We want all the Cisco IOS XE SD-WAN devices to have a maximum of two OMP sessions, and we want each tunnel interface to have a maximum of two control connections and to not exclude any controller groups. So the only configuration that needs to be done on the routers is to set the controller group list. We want Cisco IOS XE SD-WAN devices in the west to prefer Cisco vSmart Controllers in DC1-West over DC2-East: 

ISR4331-West(config)#  system controller-group-list 1 2

Similarly, we want Cisco IOS XE SD-WAN devices in the east to prefer DC2-East: 

ISR4331-East(config)# system controller-group-list 2 1

The software evaluates the controller group list in order, so with this configuration, the Cisco XE SD-WAN-West routers prefer Cisco vSmart Controller group 1 (which is the West data center), and the Cisco XE SD-WAN-East routers prefer Cisco vSmart Controller group 2.

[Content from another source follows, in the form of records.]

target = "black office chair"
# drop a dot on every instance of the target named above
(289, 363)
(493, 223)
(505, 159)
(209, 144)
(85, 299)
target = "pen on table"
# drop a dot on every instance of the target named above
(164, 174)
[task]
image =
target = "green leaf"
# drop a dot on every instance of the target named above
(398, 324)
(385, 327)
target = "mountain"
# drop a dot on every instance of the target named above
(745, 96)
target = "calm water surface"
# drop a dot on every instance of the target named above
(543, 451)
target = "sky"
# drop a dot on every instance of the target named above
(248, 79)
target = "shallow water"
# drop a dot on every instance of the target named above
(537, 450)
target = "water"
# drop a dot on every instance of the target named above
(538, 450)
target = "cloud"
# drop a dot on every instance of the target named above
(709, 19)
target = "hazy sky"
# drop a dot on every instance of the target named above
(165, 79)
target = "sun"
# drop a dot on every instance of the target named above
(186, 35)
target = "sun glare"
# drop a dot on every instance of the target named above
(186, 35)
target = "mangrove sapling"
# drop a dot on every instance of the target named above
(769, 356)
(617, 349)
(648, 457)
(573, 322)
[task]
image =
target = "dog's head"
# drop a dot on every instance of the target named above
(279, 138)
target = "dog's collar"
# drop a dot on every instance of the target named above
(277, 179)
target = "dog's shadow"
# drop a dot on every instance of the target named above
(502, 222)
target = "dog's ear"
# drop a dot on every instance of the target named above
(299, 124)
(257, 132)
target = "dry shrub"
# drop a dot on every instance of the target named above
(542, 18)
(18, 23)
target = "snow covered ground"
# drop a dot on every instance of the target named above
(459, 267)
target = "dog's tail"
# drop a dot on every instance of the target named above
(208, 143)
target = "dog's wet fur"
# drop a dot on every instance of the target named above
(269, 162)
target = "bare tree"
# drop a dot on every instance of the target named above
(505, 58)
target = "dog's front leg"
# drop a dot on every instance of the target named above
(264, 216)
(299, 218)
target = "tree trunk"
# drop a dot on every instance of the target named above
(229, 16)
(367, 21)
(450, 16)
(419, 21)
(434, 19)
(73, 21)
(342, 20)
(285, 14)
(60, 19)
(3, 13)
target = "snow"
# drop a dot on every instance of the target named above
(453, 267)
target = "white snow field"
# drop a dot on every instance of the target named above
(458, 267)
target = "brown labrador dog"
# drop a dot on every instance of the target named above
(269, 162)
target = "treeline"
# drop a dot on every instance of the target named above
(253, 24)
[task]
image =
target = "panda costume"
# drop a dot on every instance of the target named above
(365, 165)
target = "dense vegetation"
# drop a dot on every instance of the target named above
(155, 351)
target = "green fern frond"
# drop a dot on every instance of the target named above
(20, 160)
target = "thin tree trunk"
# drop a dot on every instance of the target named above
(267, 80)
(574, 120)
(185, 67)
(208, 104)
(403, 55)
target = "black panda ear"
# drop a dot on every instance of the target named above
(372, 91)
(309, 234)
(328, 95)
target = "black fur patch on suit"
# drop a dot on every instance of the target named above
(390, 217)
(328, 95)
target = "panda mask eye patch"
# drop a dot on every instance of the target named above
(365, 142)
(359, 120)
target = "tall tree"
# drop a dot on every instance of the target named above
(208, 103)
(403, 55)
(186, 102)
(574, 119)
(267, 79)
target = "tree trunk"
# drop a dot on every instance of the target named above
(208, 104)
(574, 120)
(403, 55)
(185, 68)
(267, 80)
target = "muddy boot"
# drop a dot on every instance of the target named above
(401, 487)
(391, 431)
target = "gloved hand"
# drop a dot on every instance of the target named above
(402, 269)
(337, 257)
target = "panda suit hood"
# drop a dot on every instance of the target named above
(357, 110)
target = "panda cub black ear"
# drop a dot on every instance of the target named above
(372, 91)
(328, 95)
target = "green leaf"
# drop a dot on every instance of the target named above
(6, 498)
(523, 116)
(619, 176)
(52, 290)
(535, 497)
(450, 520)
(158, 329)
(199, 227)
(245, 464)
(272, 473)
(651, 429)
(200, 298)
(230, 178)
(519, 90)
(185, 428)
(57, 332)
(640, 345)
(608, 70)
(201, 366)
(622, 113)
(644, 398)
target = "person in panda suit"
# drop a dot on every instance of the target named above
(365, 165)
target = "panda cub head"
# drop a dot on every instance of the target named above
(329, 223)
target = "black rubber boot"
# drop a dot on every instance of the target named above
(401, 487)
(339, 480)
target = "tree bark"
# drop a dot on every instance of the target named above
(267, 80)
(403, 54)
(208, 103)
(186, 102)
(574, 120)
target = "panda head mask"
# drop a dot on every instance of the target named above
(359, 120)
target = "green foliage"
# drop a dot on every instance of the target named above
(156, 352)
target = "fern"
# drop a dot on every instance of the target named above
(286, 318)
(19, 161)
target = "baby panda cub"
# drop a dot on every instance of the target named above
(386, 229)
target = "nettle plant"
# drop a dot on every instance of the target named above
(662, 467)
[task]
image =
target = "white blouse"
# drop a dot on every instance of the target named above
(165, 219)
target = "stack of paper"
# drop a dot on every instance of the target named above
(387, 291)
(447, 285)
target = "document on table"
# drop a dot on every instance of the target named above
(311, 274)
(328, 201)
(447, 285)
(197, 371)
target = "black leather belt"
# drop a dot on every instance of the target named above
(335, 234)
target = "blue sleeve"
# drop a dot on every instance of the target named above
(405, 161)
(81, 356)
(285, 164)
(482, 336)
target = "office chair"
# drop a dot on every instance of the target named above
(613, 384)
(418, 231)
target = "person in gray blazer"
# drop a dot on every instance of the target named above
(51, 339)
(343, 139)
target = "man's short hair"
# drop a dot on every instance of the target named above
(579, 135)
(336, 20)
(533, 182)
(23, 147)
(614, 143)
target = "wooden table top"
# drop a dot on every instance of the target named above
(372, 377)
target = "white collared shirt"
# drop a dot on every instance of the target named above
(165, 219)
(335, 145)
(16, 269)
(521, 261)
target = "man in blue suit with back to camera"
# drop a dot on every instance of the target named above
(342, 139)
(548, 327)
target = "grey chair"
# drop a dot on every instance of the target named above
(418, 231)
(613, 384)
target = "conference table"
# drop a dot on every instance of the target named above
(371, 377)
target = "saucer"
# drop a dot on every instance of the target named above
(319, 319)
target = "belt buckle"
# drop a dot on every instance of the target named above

You can fine-tune the controller group preference in other ways:

  • Set the maximum number of OMP sessions allowed on the router to 2 (system max-omp-sessions 1). To illustrate how this works, let's look at a Cisco XE SD-WAN-West router. The router has only one tunnel interface, and that interface creates one control connection to Cisco vSmart Controller list 1. If all the Cisco vSmart Controllers in this group become unavailable, or if the connection between the router that the DC1-West data center goes down, the tunnel interface establishes one control connection to Cisco vSmart Controller list 2, because this group is listed in the system controller-group-list command. If all Cisco vSmart Controllers in both controller groups, or the connections to them, become unavailable, and if the vBond orchestrator also indicates that all these vSmart controllers are unreachable, the tunnel interface establishes a control connection to any other Cisco vSmart Controller in the overlay network if other controllers are present.

  • Set the maximum number of control connections that the tunnel interface can establish to 1 ( vpn 0 sdwan interface tunnel-interface max-control-connections 1 ). Because the software evaluates the controller group list in order, for a Cisco XE SD-WAN-West router, this configuration forces the tunnel interface to establish a control connection to Cisco vSmart Controller group 1. Again, if this controller group or data center becomes unreachable, the tunnel establishes a control connection with controller group 2, because this group is configured in the system controller-group-list command. And if neither controller group 1 or 2 is available, and if another Cisco vSmart Controller is present in the network, the tunnel interface establishes a control connection with that controller.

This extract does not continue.